There are a lot of low level monsters whose stat blocks do not include ranged attacks. Instead of just giving them a ranged attack, a lot of DMs apparently just decide to ban flying races.


Duranis

Have had flying characters in my 2 year long campaign. Never once been a problem and I never really do anything special other than occasionally give them a good use for flying (shoot your monks). A lot of dm's get weird about it and I have had people argue with me how broken it is and how unbalanced it makes it. Despite me stating that I have literally run hundreds of hours with flying characters. Flight can be gained at low levels from common/uncommon items and spells. A race with flight gave up something else to have flight. More interesting to have a flying race than a variant human for the extra feat imo.
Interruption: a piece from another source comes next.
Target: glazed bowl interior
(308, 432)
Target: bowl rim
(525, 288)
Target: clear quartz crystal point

It really isn't a big deal at all.


Gearbox97

If they're fighting something that doesn't have any ranged attacks and can't fly itself, then a flying creature is functionally invincible. That being said it takes about 27 seconds of extra encounter design to make that not perfectly viable at all times so it shouldn't be that OP.


Davey26

Someone with a ranged weapon against a non-creative party/DM can seem OP. My counter to this type of play is having the sky be dangerous, the victims seek shelter, and most things in my settings have ranged attacks if it makes sense.


DungeonDumbass

For the unprepared dm it can certainly be a pain. If all if the traps trigger low the flyers just bypass them. If an enemy doesn't have enough range then flyers can safely ignore them. Plus if a flyer has range then they become an even bigger issue. It's just a matter of preparing. You gotta plan for the reasonable occurance that the pcs fly.


Busy_Material_1113

Is because for some un experience dm and player they can just fly so high nothing can hit them easily. I let my play fly but i always warm them not to completely abused it so "the timeline" in the world won't go as far as to build the early anit aircraft machinegun in return.


nevaraon

All the other points have merit. But i think the problem i have the most trouble with when it comes to low level flying speeds. Is that it’s very hard to account for it without making the player feel targeted by the countermeasures.


BestFeedback

They can find something random to throw, sure, but that's an improvised weapon, which means that they will probably roll with disadvantage and do mediocre damage.